Тетя Нигяр попробовала еще что-то сказать за спиной у Афика, но хирург поморщился и слишком откровенно вздыбил на нее свою бородку.

Он так же, как Агамалиев пятнадцать-двадцать минут назад, посмотрел на свет рентгеновский снимок с буквой «П» в углу, но с той лишь разницей, что делал это невнимательно, словно удостоверился в том, что давно уже знал.

Хирург предложил Беле-ханум сесть. То, что Афик стоял с переломом, похоже, его не очень волновало.

— Скажите, доктор… — начала было Бела-ханум.

— Прекрасно, — перебил ее хирург, — у нашего юного друга перелом в двух местах.
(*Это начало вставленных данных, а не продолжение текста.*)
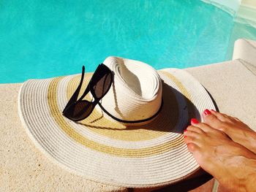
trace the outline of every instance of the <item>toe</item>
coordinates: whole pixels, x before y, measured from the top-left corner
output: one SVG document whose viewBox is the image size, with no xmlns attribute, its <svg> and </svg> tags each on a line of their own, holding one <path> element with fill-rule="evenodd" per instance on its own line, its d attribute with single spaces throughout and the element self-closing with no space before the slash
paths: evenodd
<svg viewBox="0 0 256 192">
<path fill-rule="evenodd" d="M 220 121 L 222 121 L 222 122 L 230 122 L 232 119 L 234 119 L 233 118 L 228 116 L 226 114 L 216 112 L 214 110 L 211 110 L 210 112 L 211 112 L 210 115 L 214 115 L 217 118 L 218 118 Z M 206 115 L 205 113 L 203 115 L 204 115 L 203 117 L 207 116 Z"/>
<path fill-rule="evenodd" d="M 198 128 L 198 127 L 195 126 L 188 126 L 187 128 L 187 131 L 194 131 L 194 132 L 196 132 L 196 133 L 200 134 L 205 134 L 205 132 L 201 128 Z"/>
<path fill-rule="evenodd" d="M 198 148 L 199 147 L 195 143 L 189 143 L 187 145 L 187 149 L 190 153 L 195 153 Z"/>
<path fill-rule="evenodd" d="M 219 118 L 222 117 L 221 119 L 223 119 L 225 117 L 217 112 L 210 112 L 209 110 L 205 110 L 203 115 L 205 123 L 208 124 L 212 128 L 224 131 L 224 122 L 222 122 Z"/>
</svg>

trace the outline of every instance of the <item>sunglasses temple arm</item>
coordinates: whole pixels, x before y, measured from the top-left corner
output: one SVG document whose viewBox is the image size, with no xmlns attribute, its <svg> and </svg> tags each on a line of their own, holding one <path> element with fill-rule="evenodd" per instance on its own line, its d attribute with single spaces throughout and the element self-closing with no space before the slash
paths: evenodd
<svg viewBox="0 0 256 192">
<path fill-rule="evenodd" d="M 102 64 L 99 65 L 98 67 L 96 69 L 94 74 L 92 75 L 91 78 L 91 80 L 89 82 L 89 83 L 88 83 L 88 85 L 87 85 L 87 88 L 86 89 L 86 91 L 83 92 L 83 95 L 80 96 L 80 98 L 78 100 L 78 101 L 80 101 L 86 95 L 88 94 L 88 93 L 89 93 L 90 91 L 90 85 L 91 85 L 91 80 L 94 78 L 94 76 L 95 75 L 95 74 L 97 73 L 97 72 L 99 70 L 99 66 L 101 66 Z"/>
<path fill-rule="evenodd" d="M 79 95 L 80 90 L 81 89 L 81 87 L 82 87 L 83 77 L 84 77 L 84 72 L 85 72 L 85 67 L 84 67 L 84 66 L 83 66 L 83 68 L 82 68 L 82 77 L 81 77 L 81 80 L 80 80 L 79 85 L 77 88 L 77 89 L 75 90 L 74 94 L 72 96 L 72 97 L 69 99 L 69 101 L 68 101 L 68 103 L 67 104 L 67 105 L 66 105 L 65 108 L 64 109 L 63 112 L 64 112 L 67 110 L 67 108 L 68 108 L 71 104 L 72 104 L 75 102 L 76 102 L 76 101 L 78 99 L 78 95 Z"/>
</svg>

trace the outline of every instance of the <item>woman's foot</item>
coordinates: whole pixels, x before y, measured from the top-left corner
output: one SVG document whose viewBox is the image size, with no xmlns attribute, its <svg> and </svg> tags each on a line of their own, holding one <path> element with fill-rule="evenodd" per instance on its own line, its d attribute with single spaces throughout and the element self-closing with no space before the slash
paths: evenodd
<svg viewBox="0 0 256 192">
<path fill-rule="evenodd" d="M 206 110 L 203 120 L 206 124 L 224 131 L 232 140 L 256 153 L 256 132 L 238 118 Z"/>
<path fill-rule="evenodd" d="M 192 119 L 184 141 L 199 165 L 227 189 L 237 191 L 255 184 L 256 155 L 223 131 Z"/>
</svg>

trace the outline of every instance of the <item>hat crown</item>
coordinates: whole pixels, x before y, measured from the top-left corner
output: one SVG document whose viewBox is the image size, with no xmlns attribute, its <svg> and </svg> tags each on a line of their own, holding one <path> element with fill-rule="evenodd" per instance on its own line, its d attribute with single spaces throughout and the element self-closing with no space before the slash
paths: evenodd
<svg viewBox="0 0 256 192">
<path fill-rule="evenodd" d="M 158 112 L 162 80 L 153 67 L 118 57 L 108 57 L 103 63 L 114 74 L 112 86 L 102 101 L 108 112 L 121 120 L 139 120 Z"/>
</svg>

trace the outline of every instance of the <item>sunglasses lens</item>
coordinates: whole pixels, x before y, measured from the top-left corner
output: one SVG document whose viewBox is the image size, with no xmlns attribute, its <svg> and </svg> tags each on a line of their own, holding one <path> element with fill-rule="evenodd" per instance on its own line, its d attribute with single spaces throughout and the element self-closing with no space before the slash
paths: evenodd
<svg viewBox="0 0 256 192">
<path fill-rule="evenodd" d="M 94 104 L 88 101 L 78 101 L 72 104 L 64 112 L 64 116 L 75 120 L 81 120 L 87 118 L 94 110 Z"/>
<path fill-rule="evenodd" d="M 94 91 L 94 96 L 101 99 L 108 91 L 112 83 L 111 71 L 103 66 L 97 74 L 94 74 L 91 80 L 91 88 Z"/>
</svg>

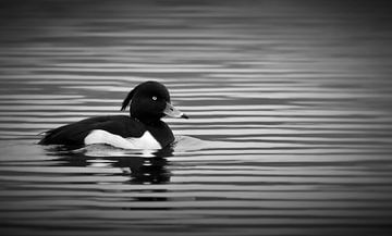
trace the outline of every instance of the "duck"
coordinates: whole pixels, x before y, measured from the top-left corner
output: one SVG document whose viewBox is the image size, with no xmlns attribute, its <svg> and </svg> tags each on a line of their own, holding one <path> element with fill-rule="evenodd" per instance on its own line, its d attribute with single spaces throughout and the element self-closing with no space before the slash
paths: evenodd
<svg viewBox="0 0 392 236">
<path fill-rule="evenodd" d="M 39 145 L 85 147 L 109 145 L 122 149 L 163 149 L 175 138 L 164 116 L 188 119 L 176 109 L 168 88 L 156 80 L 134 87 L 122 102 L 121 111 L 130 107 L 130 115 L 88 117 L 44 133 Z"/>
</svg>

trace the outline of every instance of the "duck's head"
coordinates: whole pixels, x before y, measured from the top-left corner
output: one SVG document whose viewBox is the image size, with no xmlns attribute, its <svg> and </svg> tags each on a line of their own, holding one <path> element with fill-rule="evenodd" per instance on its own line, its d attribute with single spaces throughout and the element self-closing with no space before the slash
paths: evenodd
<svg viewBox="0 0 392 236">
<path fill-rule="evenodd" d="M 169 90 L 158 82 L 137 85 L 124 99 L 121 110 L 125 110 L 128 104 L 131 117 L 144 123 L 154 123 L 166 115 L 187 119 L 170 103 Z"/>
</svg>

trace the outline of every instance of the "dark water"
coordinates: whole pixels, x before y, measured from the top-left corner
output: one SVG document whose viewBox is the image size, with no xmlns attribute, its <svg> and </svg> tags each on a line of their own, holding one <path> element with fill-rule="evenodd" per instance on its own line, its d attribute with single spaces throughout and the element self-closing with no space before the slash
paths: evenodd
<svg viewBox="0 0 392 236">
<path fill-rule="evenodd" d="M 1 235 L 390 235 L 388 1 L 2 1 Z M 140 82 L 173 151 L 36 145 Z"/>
</svg>

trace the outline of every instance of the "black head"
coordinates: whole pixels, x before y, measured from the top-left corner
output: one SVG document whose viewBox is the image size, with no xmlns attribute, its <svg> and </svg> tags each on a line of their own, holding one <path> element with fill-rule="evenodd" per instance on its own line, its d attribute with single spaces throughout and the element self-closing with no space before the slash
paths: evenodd
<svg viewBox="0 0 392 236">
<path fill-rule="evenodd" d="M 158 82 L 137 85 L 124 99 L 121 110 L 125 110 L 128 104 L 131 116 L 144 123 L 159 121 L 164 115 L 187 117 L 170 104 L 168 89 Z"/>
</svg>

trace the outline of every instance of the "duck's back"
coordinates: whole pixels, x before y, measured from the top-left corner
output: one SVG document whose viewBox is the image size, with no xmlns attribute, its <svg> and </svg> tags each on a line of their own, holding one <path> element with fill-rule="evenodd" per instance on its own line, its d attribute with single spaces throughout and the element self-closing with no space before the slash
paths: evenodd
<svg viewBox="0 0 392 236">
<path fill-rule="evenodd" d="M 124 138 L 142 137 L 146 128 L 125 115 L 96 116 L 48 131 L 40 145 L 83 146 L 93 131 L 105 131 Z"/>
</svg>

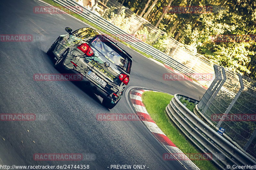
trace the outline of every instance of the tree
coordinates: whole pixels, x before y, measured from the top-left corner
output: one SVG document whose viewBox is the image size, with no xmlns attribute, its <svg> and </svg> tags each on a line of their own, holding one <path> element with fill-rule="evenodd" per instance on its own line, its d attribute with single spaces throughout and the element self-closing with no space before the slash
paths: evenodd
<svg viewBox="0 0 256 170">
<path fill-rule="evenodd" d="M 170 1 L 169 2 L 169 4 L 168 4 L 168 5 L 167 5 L 167 7 L 165 7 L 165 9 L 164 9 L 164 11 L 163 13 L 163 14 L 161 16 L 161 17 L 158 20 L 158 21 L 157 21 L 157 23 L 156 23 L 156 24 L 155 26 L 155 28 L 157 28 L 158 25 L 159 25 L 159 24 L 160 24 L 160 22 L 161 22 L 161 21 L 162 20 L 162 19 L 163 19 L 163 18 L 164 18 L 164 15 L 165 15 L 165 13 L 166 13 L 166 12 L 167 12 L 168 9 L 169 9 L 169 8 L 170 7 L 171 4 L 172 4 L 172 2 L 173 1 L 173 0 L 171 0 L 171 1 Z"/>
<path fill-rule="evenodd" d="M 148 10 L 148 11 L 147 11 L 147 12 L 146 12 L 146 13 L 145 14 L 145 15 L 143 16 L 143 18 L 144 19 L 146 19 L 147 18 L 147 17 L 148 17 L 148 15 L 149 14 L 149 13 L 151 12 L 151 11 L 153 9 L 153 8 L 154 8 L 154 6 L 155 6 L 155 5 L 156 5 L 156 2 L 157 2 L 157 0 L 155 0 L 155 1 L 154 1 L 154 2 L 153 2 L 153 4 L 152 4 L 149 7 Z"/>
<path fill-rule="evenodd" d="M 147 3 L 147 4 L 146 4 L 146 6 L 145 6 L 145 7 L 144 8 L 144 9 L 143 9 L 143 10 L 142 10 L 142 12 L 141 12 L 141 13 L 140 13 L 140 17 L 142 17 L 142 16 L 143 15 L 143 14 L 144 14 L 144 13 L 145 12 L 145 11 L 146 11 L 146 10 L 147 9 L 147 8 L 148 8 L 148 5 L 149 4 L 149 3 L 151 1 L 151 0 L 148 0 L 148 2 Z"/>
</svg>

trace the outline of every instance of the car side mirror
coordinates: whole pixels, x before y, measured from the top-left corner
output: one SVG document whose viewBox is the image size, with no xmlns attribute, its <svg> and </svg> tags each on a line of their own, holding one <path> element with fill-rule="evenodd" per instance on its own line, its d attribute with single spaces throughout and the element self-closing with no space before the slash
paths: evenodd
<svg viewBox="0 0 256 170">
<path fill-rule="evenodd" d="M 65 28 L 65 31 L 68 32 L 69 34 L 71 34 L 71 32 L 72 32 L 72 29 L 69 27 L 66 27 Z"/>
</svg>

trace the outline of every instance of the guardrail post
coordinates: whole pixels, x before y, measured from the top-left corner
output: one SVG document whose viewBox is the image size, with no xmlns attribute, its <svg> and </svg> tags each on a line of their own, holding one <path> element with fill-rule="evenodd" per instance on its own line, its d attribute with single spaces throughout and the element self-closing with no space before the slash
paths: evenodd
<svg viewBox="0 0 256 170">
<path fill-rule="evenodd" d="M 175 52 L 176 52 L 176 50 L 177 50 L 177 49 L 178 49 L 178 48 L 179 48 L 179 47 L 180 47 L 180 44 L 178 44 L 178 46 L 177 46 L 177 47 L 176 48 L 176 49 L 175 49 L 175 50 L 174 50 L 174 51 L 173 51 L 173 52 L 172 53 L 172 55 L 171 55 L 171 57 L 171 57 L 171 58 L 172 58 L 172 56 L 173 56 L 173 55 L 174 54 L 174 53 L 175 53 Z"/>
<path fill-rule="evenodd" d="M 231 102 L 231 103 L 230 103 L 229 106 L 228 106 L 228 107 L 227 110 L 225 111 L 225 113 L 224 113 L 224 115 L 222 115 L 221 119 L 220 119 L 220 121 L 219 121 L 218 124 L 217 124 L 217 126 L 216 126 L 216 127 L 218 128 L 219 128 L 220 127 L 220 126 L 221 125 L 221 124 L 225 119 L 224 118 L 227 116 L 227 115 L 228 115 L 229 112 L 230 110 L 231 110 L 231 108 L 232 108 L 233 106 L 234 106 L 235 102 L 236 102 L 236 100 L 237 100 L 238 97 L 241 94 L 242 91 L 244 90 L 244 83 L 243 82 L 243 79 L 242 78 L 242 76 L 241 76 L 241 75 L 239 73 L 237 73 L 237 75 L 239 78 L 239 82 L 240 83 L 240 85 L 241 87 L 240 87 L 240 89 L 239 89 L 239 91 L 238 91 L 238 92 L 237 92 L 237 93 L 236 93 L 236 96 L 235 96 L 233 100 L 232 100 L 232 101 Z"/>
<path fill-rule="evenodd" d="M 246 142 L 245 145 L 244 145 L 244 146 L 243 148 L 244 151 L 247 151 L 247 150 L 248 149 L 248 148 L 249 148 L 249 146 L 251 145 L 252 142 L 252 141 L 253 140 L 255 137 L 256 137 L 256 128 L 255 128 L 255 129 L 254 130 L 253 133 L 252 133 L 252 134 L 249 138 L 249 140 L 248 140 L 248 142 Z"/>
</svg>

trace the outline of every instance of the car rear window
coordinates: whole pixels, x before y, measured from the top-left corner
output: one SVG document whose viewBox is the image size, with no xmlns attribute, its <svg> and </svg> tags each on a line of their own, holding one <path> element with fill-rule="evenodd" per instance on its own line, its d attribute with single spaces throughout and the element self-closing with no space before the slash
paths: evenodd
<svg viewBox="0 0 256 170">
<path fill-rule="evenodd" d="M 113 43 L 110 42 L 105 37 L 99 35 L 92 40 L 91 43 L 110 62 L 130 74 L 131 61 Z"/>
</svg>

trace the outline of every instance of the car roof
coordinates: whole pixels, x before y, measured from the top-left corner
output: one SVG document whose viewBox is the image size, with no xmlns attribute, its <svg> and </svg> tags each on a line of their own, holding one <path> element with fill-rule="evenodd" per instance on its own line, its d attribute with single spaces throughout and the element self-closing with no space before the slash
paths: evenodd
<svg viewBox="0 0 256 170">
<path fill-rule="evenodd" d="M 112 44 L 116 47 L 118 48 L 122 52 L 125 54 L 125 55 L 129 57 L 130 58 L 130 59 L 132 61 L 132 56 L 131 56 L 130 54 L 128 54 L 128 53 L 126 52 L 125 50 L 122 48 L 122 47 L 119 46 L 119 45 L 117 44 L 117 43 L 115 43 L 115 42 L 113 40 L 112 40 L 111 37 L 110 37 L 108 35 L 102 33 L 99 34 L 99 35 L 101 35 L 105 38 L 108 41 L 110 42 Z"/>
</svg>

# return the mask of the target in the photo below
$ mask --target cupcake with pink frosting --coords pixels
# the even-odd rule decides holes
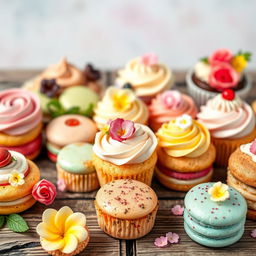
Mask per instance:
[[[197,115],[197,107],[191,97],[176,90],[158,94],[149,105],[149,126],[157,131],[163,123],[188,114],[192,118]]]
[[[42,111],[38,97],[23,89],[0,92],[0,148],[34,159],[42,144]]]
[[[197,118],[211,133],[220,166],[226,167],[231,153],[256,137],[252,108],[230,89],[207,101]]]

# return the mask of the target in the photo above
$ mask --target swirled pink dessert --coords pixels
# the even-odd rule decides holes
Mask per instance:
[[[197,112],[193,99],[188,95],[175,90],[165,91],[158,94],[149,105],[149,126],[157,131],[163,123],[183,114],[195,118]]]

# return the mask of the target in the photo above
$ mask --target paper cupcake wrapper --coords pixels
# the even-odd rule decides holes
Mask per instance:
[[[96,172],[88,174],[74,174],[61,169],[57,165],[58,179],[63,179],[68,191],[90,192],[100,187]]]
[[[209,92],[207,90],[201,89],[198,87],[192,80],[193,69],[189,70],[186,75],[186,84],[188,88],[189,94],[193,97],[198,107],[201,105],[205,105],[206,102],[216,96],[217,92]],[[248,74],[246,74],[245,87],[239,91],[236,91],[236,95],[238,95],[242,99],[246,99],[251,88],[252,88],[252,80]]]
[[[108,235],[119,239],[137,239],[148,234],[155,224],[156,208],[144,218],[124,220],[103,213],[95,202],[98,224]]]

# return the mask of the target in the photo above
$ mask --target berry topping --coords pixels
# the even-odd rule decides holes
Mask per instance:
[[[67,126],[78,126],[80,124],[80,121],[75,118],[70,118],[66,120],[65,124]]]
[[[0,148],[0,167],[8,165],[12,161],[11,153],[3,148]]]
[[[222,98],[225,100],[233,100],[236,96],[235,92],[231,89],[226,89],[222,93]]]
[[[84,69],[84,75],[88,81],[97,81],[101,78],[100,71],[95,69],[92,64],[87,64]]]
[[[54,98],[58,95],[60,86],[56,83],[55,79],[44,79],[41,81],[40,92],[50,98]]]

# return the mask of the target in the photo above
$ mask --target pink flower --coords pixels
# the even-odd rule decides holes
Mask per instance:
[[[215,51],[208,59],[211,65],[214,65],[216,62],[226,62],[230,63],[233,58],[232,52],[228,49],[219,49]]]
[[[177,244],[179,242],[179,239],[180,239],[178,234],[172,233],[172,232],[168,232],[166,234],[166,238],[168,239],[168,242],[170,244]]]
[[[184,207],[181,207],[179,204],[175,205],[171,209],[173,215],[181,216],[184,212]]]
[[[158,63],[158,57],[154,53],[147,53],[141,57],[141,62],[146,66],[153,66]]]
[[[182,102],[182,96],[179,91],[165,91],[161,95],[162,102],[168,108],[176,109]]]
[[[209,75],[209,85],[219,91],[235,87],[240,75],[227,63],[215,64]]]
[[[109,135],[113,140],[123,141],[132,137],[135,132],[134,123],[129,120],[117,118],[110,121]]]
[[[58,179],[57,187],[58,187],[58,190],[61,192],[67,191],[67,185],[63,179]]]
[[[32,190],[32,196],[38,202],[49,205],[51,204],[57,195],[56,187],[48,180],[40,180],[37,182]]]
[[[166,236],[160,236],[155,239],[154,245],[157,247],[165,247],[168,245],[168,238]]]

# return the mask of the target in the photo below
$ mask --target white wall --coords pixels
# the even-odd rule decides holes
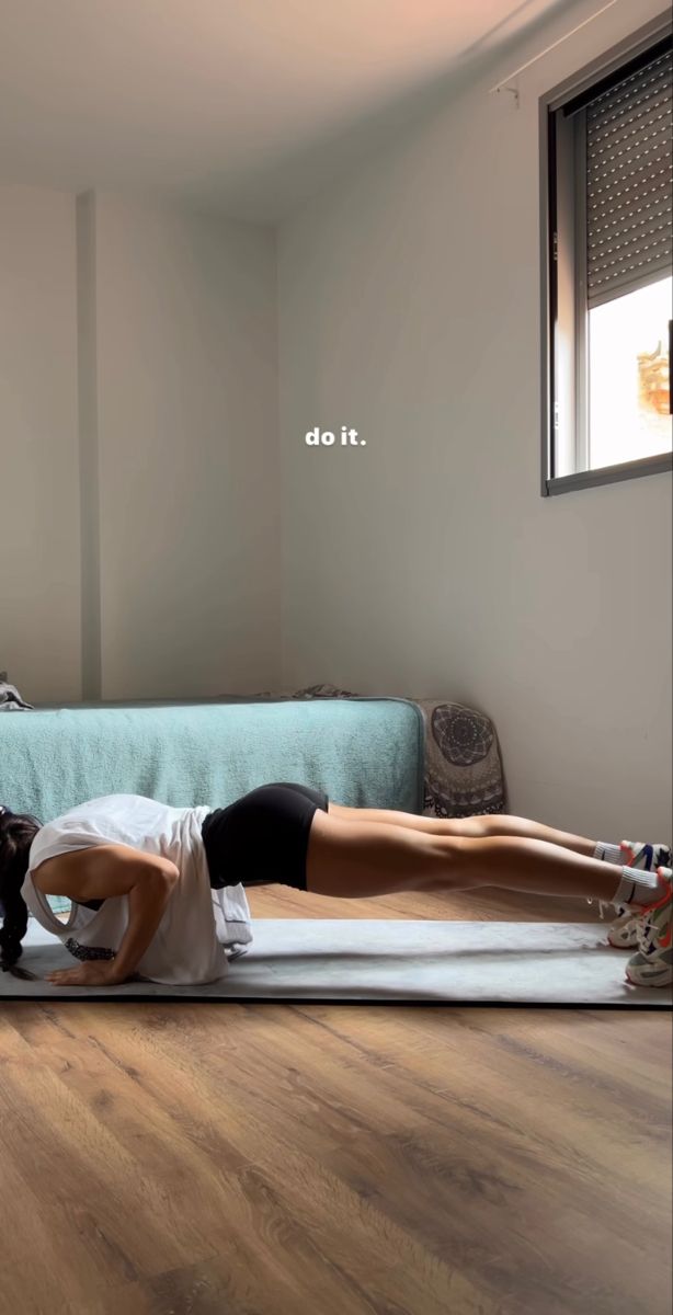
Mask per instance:
[[[277,681],[271,229],[96,199],[105,698]]]
[[[29,702],[277,685],[276,352],[272,229],[0,189],[0,669]]]
[[[80,696],[75,199],[0,187],[0,671]]]
[[[488,88],[573,24],[538,32],[279,235],[284,684],[478,707],[510,811],[603,839],[672,828],[670,476],[540,497],[538,96],[656,13],[517,110]]]

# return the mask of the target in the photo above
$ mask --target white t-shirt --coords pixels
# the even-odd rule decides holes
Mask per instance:
[[[105,794],[70,809],[41,827],[30,846],[21,888],[29,911],[76,959],[92,957],[87,947],[117,951],[129,922],[128,896],[108,897],[100,909],[72,903],[68,920],[60,922],[32,873],[46,859],[93,844],[128,844],[163,855],[175,863],[180,880],[135,973],[167,985],[217,981],[226,974],[227,960],[244,953],[252,932],[243,886],[210,888],[201,836],[210,811],[206,805],[175,809],[142,794]]]

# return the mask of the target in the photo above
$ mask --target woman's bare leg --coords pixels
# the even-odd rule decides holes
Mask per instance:
[[[564,849],[584,853],[593,859],[595,840],[568,831],[556,831],[544,822],[530,822],[528,818],[509,817],[502,813],[489,813],[472,818],[425,818],[417,813],[397,813],[393,809],[348,809],[343,803],[333,803],[330,813],[347,822],[386,822],[389,826],[406,826],[411,831],[426,831],[429,835],[464,836],[481,840],[496,835],[514,835],[527,840],[547,840],[560,844]]]
[[[436,835],[385,822],[354,822],[319,809],[306,855],[306,889],[344,899],[496,886],[607,903],[619,877],[615,864],[547,840]]]

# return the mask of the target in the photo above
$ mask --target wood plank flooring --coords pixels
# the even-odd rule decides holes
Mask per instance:
[[[250,905],[597,920],[494,892]],[[1,1315],[670,1311],[670,1014],[22,1001],[0,1120]]]

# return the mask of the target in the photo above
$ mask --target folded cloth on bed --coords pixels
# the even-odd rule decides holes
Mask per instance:
[[[33,707],[33,704],[26,704],[16,685],[11,685],[7,679],[7,671],[0,671],[0,713],[24,713]]]
[[[335,685],[306,685],[288,694],[258,698],[359,698]],[[505,813],[505,777],[498,736],[489,717],[436,698],[409,697],[423,714],[423,814],[438,818]]]

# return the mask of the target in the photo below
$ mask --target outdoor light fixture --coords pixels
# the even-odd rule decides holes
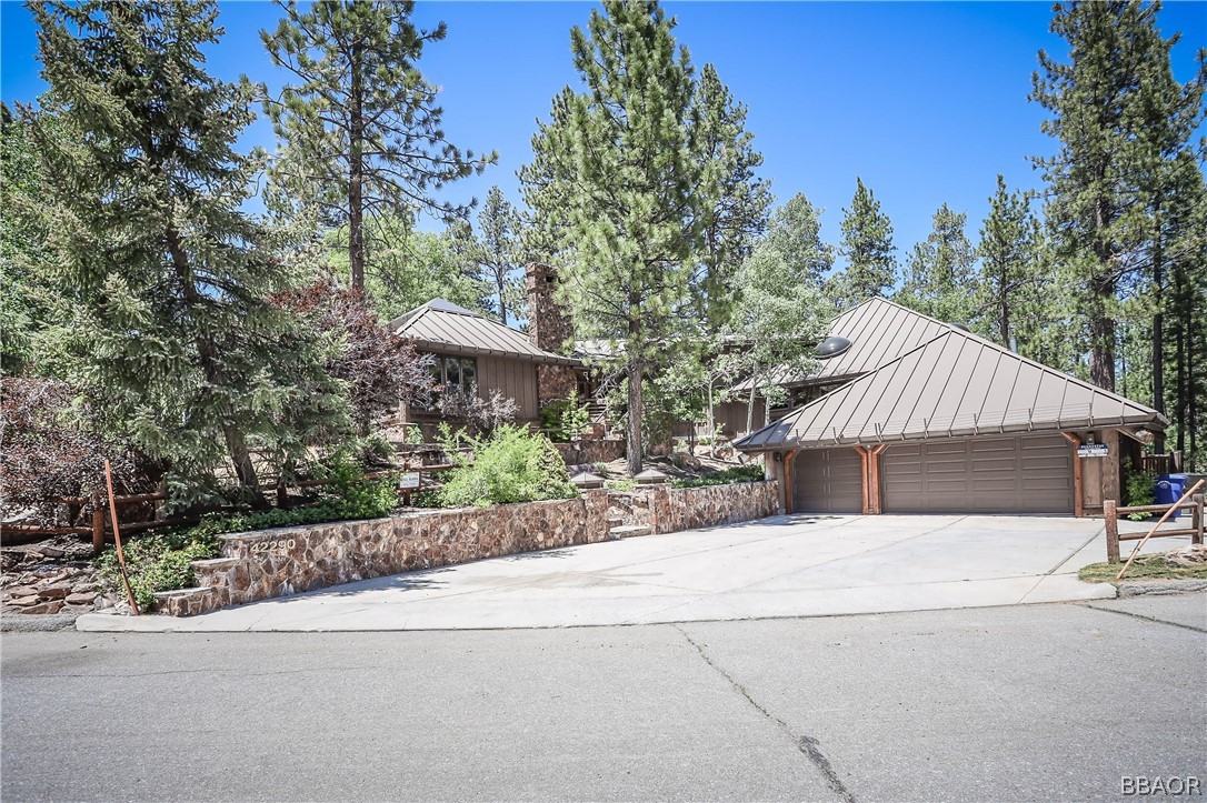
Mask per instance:
[[[851,341],[846,338],[839,338],[838,335],[826,338],[826,340],[822,340],[821,345],[817,346],[817,359],[838,357],[839,354],[845,353],[850,347]]]

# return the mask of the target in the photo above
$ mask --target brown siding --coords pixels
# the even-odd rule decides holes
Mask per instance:
[[[536,364],[501,357],[478,357],[478,395],[490,398],[497,389],[515,399],[517,418],[536,421]]]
Открытый и закрытый. Плюс небольшая трещина. Ничего страшного. Конечно, было бы лучше, если бы… но… ничего-ничего… склеим, подгоним… В худшем случае на погоду будет реагировать, но на погоду я и сам реагирую, особенно когда весна, когда у вас в Баку весна — особенно. Дома не удержишь.

Медсестра с потертыми джинсовыми коленками из-под белого халата загадочно улыбнулась.

— А эта дамочка у нас, выходит, родственница? — лукавые глаза осторожно попробовали Нигяр-ханум по кусочку от самых аппетитных мест.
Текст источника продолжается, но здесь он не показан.